Na análise das relações entre desenvolvimento e meio ambiente, merece consideração a forma diferenciada como a degradação atinge os países ricos do norte e pobres do sul. Em primeiro lugar, o norte sofre efeitos de uma poluição da riqueza: usinas nucleares, chuvas ácidas, consumo suntuário, dificuldade em dar destino ao lixo, doenças provocadas por excesso de alimentos, álcool, drogas e medicamentos. No sul, concentra-se a poluição da miséria: subnutrição, falta de água potável e esgotos, lixões a céu aberto, falta de atenção médica e medicamentos, consumo de álcool e drogas. Some-se a isso a exportação de indústrias sujas no sentido norte-sul, como as químicas, petroquímicas e de celulose, e as intensivas em energia como as de alumínio. Agrava, sobremodo, esse quadro a situação de dependência e subordinação determinada pela gigantesca dívida externa dos países do sul, que os obriga a um esforço desmedido de exportação para pagar os elevados juros da dívida, em [fim da página 205] detrimento da degradação descontrolada de seus recursos e patrimônio natural.(Viola & Leis, 1991).
Críticas consistentes também apontam para o caráter imitativo e inadaptado das fórmulas de desenvolvimento transferidas desde os países industrializados, durante todo esse período. Numerosos estudiosos têm chamado atenção para esse problema de consequências tão abrangentes quanto danosas para os países hospedeiros.(Sachs,1986; Buarque,1990; Morin & Kern, 1995; Rattner,1980; Correia de Andrade, 1993). Sachs, em especial, em sua reflexão sobre o desenvolvimento econômico e social e sobre o Ecodesenvolvimento, enfatiza, repetidamente, o crescimento imitativo ou mimético como um dos principais erros a evitar na construção de uma nova concepção de desenvolvimento. Para ele, o crescimento mimético é um dos sinais que distinguem o desenvolvimento do maldesenvolvimento. A tentativa de reproduzir o caminho histórico dos países industrializados acarreta custos sociais e ambientais excessivamente elevados.
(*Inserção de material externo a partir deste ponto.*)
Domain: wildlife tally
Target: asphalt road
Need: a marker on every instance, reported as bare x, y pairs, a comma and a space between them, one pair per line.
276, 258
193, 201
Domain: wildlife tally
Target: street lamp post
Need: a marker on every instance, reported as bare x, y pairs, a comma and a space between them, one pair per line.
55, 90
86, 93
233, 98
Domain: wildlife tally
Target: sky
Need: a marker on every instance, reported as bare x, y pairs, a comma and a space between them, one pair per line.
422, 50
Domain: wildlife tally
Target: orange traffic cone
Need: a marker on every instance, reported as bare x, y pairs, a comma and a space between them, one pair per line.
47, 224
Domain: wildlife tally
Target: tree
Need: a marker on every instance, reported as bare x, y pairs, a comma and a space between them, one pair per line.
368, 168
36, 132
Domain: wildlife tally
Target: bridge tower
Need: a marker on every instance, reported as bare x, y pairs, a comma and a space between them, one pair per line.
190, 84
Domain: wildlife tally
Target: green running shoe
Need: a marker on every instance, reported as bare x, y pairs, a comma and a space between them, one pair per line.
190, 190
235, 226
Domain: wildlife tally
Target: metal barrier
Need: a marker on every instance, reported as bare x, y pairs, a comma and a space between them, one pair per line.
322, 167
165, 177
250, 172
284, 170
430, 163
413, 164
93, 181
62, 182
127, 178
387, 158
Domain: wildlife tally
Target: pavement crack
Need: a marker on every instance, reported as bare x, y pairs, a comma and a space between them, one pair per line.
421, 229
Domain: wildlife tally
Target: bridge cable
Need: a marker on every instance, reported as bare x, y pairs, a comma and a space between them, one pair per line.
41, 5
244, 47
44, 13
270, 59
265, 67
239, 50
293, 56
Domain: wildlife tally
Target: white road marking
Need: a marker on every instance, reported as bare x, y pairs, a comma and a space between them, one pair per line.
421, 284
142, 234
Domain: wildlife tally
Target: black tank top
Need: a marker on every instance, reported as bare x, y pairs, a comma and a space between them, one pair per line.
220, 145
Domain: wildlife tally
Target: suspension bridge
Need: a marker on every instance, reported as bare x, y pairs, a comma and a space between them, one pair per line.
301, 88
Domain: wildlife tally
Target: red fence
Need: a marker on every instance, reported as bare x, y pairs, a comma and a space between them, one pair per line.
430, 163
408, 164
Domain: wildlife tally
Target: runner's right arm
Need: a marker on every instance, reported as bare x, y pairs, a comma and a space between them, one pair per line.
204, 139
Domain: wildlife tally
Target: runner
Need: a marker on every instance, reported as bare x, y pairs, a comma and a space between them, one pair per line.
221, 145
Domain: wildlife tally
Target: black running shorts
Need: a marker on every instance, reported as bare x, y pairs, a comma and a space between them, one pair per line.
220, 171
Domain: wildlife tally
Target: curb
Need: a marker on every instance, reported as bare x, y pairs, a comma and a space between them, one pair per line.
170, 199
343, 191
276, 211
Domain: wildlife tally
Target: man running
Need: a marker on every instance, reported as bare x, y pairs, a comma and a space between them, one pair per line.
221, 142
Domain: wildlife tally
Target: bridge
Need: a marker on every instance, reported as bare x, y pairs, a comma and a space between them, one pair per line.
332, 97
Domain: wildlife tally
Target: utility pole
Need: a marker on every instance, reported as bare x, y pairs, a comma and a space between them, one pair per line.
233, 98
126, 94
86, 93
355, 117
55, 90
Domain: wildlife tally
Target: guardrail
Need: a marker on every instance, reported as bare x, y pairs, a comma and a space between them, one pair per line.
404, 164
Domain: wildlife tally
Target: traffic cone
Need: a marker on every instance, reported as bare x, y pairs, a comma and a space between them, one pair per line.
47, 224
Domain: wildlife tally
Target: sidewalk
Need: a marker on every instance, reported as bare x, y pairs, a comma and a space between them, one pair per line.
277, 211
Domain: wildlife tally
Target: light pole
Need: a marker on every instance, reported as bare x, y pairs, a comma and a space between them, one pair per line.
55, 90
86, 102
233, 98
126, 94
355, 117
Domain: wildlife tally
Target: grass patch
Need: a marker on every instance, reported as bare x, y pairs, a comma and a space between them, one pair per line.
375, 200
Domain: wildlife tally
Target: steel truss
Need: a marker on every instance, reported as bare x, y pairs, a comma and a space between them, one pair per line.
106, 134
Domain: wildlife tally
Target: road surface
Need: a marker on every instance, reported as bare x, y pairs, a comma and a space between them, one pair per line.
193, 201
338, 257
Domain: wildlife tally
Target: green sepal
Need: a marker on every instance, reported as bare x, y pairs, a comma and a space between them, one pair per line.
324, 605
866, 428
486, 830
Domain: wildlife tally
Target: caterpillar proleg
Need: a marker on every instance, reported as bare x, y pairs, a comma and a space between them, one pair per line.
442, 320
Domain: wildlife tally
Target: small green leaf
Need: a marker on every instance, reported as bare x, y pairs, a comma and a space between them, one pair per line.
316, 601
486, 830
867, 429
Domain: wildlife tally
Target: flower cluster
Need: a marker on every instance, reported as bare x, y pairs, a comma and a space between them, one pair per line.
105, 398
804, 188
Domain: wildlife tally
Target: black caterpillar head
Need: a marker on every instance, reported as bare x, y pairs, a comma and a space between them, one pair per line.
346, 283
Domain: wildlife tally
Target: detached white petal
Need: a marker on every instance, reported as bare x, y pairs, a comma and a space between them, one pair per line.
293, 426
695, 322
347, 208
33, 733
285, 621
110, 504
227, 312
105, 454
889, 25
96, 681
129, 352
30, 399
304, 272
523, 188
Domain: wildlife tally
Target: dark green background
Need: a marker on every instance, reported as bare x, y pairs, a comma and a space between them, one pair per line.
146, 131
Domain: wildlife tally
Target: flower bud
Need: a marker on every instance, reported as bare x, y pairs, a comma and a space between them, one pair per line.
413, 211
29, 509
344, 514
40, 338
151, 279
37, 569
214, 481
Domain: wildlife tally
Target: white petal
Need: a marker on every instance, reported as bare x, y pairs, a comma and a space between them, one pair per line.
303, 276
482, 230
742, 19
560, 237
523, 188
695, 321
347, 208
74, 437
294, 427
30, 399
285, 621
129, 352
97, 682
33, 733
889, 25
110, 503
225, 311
Embora evitando xenofobismos, salienta como efeitos nocivos da imitação apressada: o aprofundamento da desigualdade social, a dependência cultural e os danos ambientais - decorrentes de transferências não seletivas de tecnologias concebidas em outros contextos - como males estruturais de onde outros se desdobram.(Sachs,1986).
Outra referência indispensável, na análise crítica do modelo de desenvolvimento de base industrial, encontra-se no trabalho "O Mito do Desenvolvimento Econômico" de Furtado. Nele demonstra as falácias da idéia de desenvolvimento econômico e da impossibilidade de sua universalização como pretendiam seus ideólogos. Furtado desmistifica a doutrina do desenvolvimento que prega que os povos pobres têm a possibilidade de atingir os padrões de vida dos povos ricos, desde que sigam o exemplo e as recomendações dos países industrializados. O autor mostra ser essa uma meta irrealizável, já que os custos para tanto, em termos de depredação do mundo físico, seriam tão elevados ,que toda tentativa de generalizá-la levaria ao colapso civilizatório, pondo em risco a sobrevivência da espécie humana. A conclusão a que chega é de que "essa idéia (desenvolvimento) tem sido de grande utilidade para mobilizar os povos da periferia e levá-los a aceitar sacrifícios, para legitimar a destruição de formas de culturas arcaicas, para explicar e fazer compreender a necessidade de destruir o meio físico, para justificar formas de dependência que reforçam o caráter predatório do sistema produtivo. Cabe, portanto afirmar que a idéia de desenvolvimento econômico é um simples mito". (Furtado,1996).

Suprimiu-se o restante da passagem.